|
Submitted by Assigned_Reviewer_1
Q1: Comments to author(s). First provide a summary of the paper, and then address the following criteria: Quality, clarity, originality and significance. (For detailed reviewing guidelines, see http://nips.cc/PaperInformation/ReviewerInstructions)
Paper Summary: Motivated by the optimization of objective functions which are extremely expensive to evaluate, but which can be accessed in parallel, the authors construct an algorithm for selecting batches of several instances to evaluate, called Parallel Predictive Entropy Search, or PPES.
PPES is an extension of the Predictive Entropy Search (PES) algorithm of Hernandez-Lobato et al., 2014.

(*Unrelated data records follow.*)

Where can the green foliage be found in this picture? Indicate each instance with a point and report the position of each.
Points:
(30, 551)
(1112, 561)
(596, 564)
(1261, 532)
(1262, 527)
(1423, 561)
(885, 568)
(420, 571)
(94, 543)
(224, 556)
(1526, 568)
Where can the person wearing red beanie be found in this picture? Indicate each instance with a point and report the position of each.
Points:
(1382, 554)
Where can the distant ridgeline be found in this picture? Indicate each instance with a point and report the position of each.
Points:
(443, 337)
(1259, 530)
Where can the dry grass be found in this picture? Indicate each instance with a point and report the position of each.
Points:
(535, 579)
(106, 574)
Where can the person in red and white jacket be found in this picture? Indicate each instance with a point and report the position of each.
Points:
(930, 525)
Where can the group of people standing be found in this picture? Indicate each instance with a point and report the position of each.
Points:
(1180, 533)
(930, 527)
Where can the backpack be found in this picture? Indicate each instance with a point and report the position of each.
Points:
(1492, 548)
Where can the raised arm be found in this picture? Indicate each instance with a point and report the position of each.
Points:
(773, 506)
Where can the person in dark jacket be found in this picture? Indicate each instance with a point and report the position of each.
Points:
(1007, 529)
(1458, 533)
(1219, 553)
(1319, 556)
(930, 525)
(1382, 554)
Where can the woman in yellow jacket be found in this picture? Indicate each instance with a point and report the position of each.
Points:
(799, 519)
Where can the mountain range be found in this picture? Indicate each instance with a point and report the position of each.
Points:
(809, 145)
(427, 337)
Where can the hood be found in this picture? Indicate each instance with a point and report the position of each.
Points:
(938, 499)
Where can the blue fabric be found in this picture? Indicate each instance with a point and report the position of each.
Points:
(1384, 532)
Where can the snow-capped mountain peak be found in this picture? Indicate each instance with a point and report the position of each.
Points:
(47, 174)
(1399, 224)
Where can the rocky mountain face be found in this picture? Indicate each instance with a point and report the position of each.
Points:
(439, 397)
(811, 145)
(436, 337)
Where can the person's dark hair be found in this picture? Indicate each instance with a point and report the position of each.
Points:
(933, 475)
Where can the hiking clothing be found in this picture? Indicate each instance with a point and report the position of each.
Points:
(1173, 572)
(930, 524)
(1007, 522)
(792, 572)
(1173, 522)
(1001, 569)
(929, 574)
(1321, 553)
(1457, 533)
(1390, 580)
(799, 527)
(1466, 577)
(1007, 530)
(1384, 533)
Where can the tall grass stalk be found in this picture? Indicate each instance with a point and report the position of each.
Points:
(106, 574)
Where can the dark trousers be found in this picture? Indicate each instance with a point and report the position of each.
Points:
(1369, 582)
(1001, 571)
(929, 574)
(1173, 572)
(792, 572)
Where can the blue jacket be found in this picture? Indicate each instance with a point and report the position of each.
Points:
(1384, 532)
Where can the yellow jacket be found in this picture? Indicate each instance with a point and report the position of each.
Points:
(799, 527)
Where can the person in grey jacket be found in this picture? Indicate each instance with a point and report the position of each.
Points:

PPES is constructed such that the instances which compose a batch jointly (i.e., non-greedily) optimize an approximate expected conditional mutual information between the corresponding observations and the location of the global optimizer of the objective function. In order to accomplish this, the authors develop an approximation to the mutual information using EP, construct an approximate sampler from the posterior over the global maximizer's location, and address how the optimization over the approximate expected conditional mutual information (i.e., the selection of the instances for the batch) can be performed.
They then proceed to test their approximate expected conditional mutual information in a simple setting.
Finally, they test the whole algorithm on a variety of data sets against several competing batch algorithms.
Quality: The approach taken by the authors is rigorous, sensible, and produces useful results.
There are several approximations, but they are well-motivated.
The numerical experiments are quite complete, though they could do with a bit more information in the supplement as to precisely what code was being run.
The approximation which most interests me is the one taken in Equation 4; essentially, the authors approximate p(f|D,S_t,x*) by a PDF conditioned on a series of necessary (f(x) < f(x*)) or quasi-necessary (f(x*) >= ymax + eps) conditions; how does this affect the entropy of the resulting distribution?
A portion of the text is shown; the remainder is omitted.